Ikinci yarinin basinda Club America'nin golu gelip de tribunler iyice senlenince macin rengi de degisiverdi. Ozellikle macin basindan itibaren adeta dayak yiyen Milan ortasahasi oyununu sertlestirerek maglubiyetten hic de memnun olmadiklarini belli ettiler. Boyle olunca 5 dakikalik bir bolum icerisinde iki ayri pozisyonda ufak capli kavgalar da yasandi - bas aktor ise tabii ki Gattuso idi. Zaten O'nu herkesten ayri kilan, bu satirlarin yazarinin da en sevdigi futbolculardan biri yapan ozelligi, icinde yanan bu ates ve hazirlik maci dahi olsa kaybetmeyi kabullenemeyen kisiligidir. O yuzden tepkisiz kalmasina cok da sasirmadim acikcasi. Gattuso'nun ateslemesine iyi cevap verdi arkadaslari ve ikinci arbededen 1 dakika sonra Inzaghi ile golu bulup esitligi yakaladilar. Bu dakikadan sonra iki teknik direktor de maci sertlestiren ortasaha oyuncularini kenara aldi ve mac tam bir 'al gulum, ver gulum' hazirlik macina dondu. Yine de galibiyeti daha cok isteyen Club America 80'den sonra bir gol daha bularak sahadan 2-1 galibiyetle ayrildi.
Hazirlik maci olmasi sebebiyle oturup uzun uzun taktiksel degerlendirme yapmak mumkun degil haliyle. Ancak gozume carpanlari kisa kisa yazacagim, sezonun ilerleyen donemine bunlarin ne kadari tasinir doner bakariz zamani gelince.
* Leonardo, Pirlo'nun olmadigi macta Gattuso ile Flamini'yi tam anlamiyla birer defansif ortasaha gibi oynatip Seedorf'a da ortasahanin ortasinda serbest oynama ozgurlugunu tanidi. Bu sekilde Ronaldinho'ya on alanda daha cok bosluk saglamak istiyor olabilir ki bence mantikli bir fikir. Pirlo donunce bu sablona nasil yerlesecegini merak ediyorum acikcasi.
* Nesta uzun suren sakatligindan sonra tekrar sahalara dondugunu gormek sevindirici. Saglikliyken Dunya'nin en iyi 2-3 stoperinden biridir benim icin her zaman. Fiziksel olarak tam kapasiteye ulasmasi biraz zaman alacaktir ancak eger sakatligi nuksetmezse Milan icin sezonun en onemli transferi olur kesinlikle.

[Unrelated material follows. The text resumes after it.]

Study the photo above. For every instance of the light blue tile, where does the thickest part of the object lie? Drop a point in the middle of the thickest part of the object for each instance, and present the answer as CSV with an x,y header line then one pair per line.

* Daha hizli ve akiskan bir oyun oynamaya alisik olan Ronaldinho ile daha agir ve taktiksel bir oyun oynamak icin kurgulanmis takimin geri kalani arasinda bir uyusmazlik gozlemliyordum gecen sene. Ciplak gozle izledigim bu mactan sonra da bu problemin surdugunu soyleyebilirim. Bu anlamda kendisine uyum saglayabilecek Pato'nun Milan'in basarisi icin cok onemli oldugunu dusunuyorum.
* Daha once buradan da birkac kez sozunu ettigimiz Onyewu'yu biraz agir buldum. Iki golde de az-cok hataliydi Amerikali.

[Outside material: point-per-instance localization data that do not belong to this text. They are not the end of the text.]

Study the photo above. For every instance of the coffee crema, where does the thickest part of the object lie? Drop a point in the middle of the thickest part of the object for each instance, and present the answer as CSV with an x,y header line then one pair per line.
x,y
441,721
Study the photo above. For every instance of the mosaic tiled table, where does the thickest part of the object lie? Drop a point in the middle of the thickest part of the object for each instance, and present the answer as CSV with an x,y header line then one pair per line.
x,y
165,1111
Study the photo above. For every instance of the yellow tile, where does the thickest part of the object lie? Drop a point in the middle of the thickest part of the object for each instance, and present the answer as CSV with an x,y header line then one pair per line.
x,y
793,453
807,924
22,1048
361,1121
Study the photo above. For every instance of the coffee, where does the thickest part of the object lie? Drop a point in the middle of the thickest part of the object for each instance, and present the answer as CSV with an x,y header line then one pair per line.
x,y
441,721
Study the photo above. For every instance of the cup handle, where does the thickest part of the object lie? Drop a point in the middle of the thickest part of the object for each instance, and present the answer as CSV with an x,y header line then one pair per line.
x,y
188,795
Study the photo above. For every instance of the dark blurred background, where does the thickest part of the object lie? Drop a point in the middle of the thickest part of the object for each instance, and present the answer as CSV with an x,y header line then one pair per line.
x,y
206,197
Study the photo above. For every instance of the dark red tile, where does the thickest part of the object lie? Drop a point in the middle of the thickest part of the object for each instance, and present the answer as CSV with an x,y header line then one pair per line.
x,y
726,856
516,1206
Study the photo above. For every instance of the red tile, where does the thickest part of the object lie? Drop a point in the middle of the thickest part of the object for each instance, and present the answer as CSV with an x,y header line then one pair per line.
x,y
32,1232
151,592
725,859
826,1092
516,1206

* Milan'da 90 dakika oynayan '91 dogumlu Gianmarco Zigoni de futbol altyapisi duzgun bir oyuncu. Serie A'da forvet oynamak icin biraz daha guclenmesi gerek ancak 1-2 sene icinde ismini daha cok duyabiliriz.
* Club America'da ise ortasahada oynayan 26 numarali Juan Carlos Silva'yi begendim. Mucadele gucu yuksek, iki ayagina da hakim bir oyuncu. Yaptigim ufak arastirmadan sonra '88 dogumlu oldugunu, takimda gectigimiz sezonun ikinci yarisindan itibaren direkt oynamaya basladigini ve turnuvanin ilk macinda Inter'e guzel bir gol attigini ogrendim. Sans buldukca takip etmek uzere ismini bir kenara yaziyorum. Yine Meksika temsilcisinin 3 numarali stoperini de fena bulmamistim ancak kendisi gectigimiz iki sezonu Sevilla'da geciren Kolombiya'li Aquivaldo Mosquera'ymis. 27 yasinda ve bu saatten sonra Avrupa'ya tekrar donecegine cok ihtimal vermiyorum acikcasi.
Neticede futbol anlaminda aksiyonsuz gecen Atlanta macerasinda guzel bir degisiklik oldu Milan'in ziyareti. 2.5 saat suren eve donus yolculugunu ise "kavgada yumruk sayilmaz" diyerek gormezden geliyorum. Dersimizi aldik, bir dahaki maca metro ile ya da yuruyerek gitmek gerekiyor kesinlikle.
4 yorum:
Leonardo Pirlo kim ya :)
Leonardo, Pirlo'nun...
eskuz mi o zaman. Italya disinda hatun ismi olan Andrea'yi yakistiramadin Pirlo'ya sanmistim. Turkce naziligi olmus.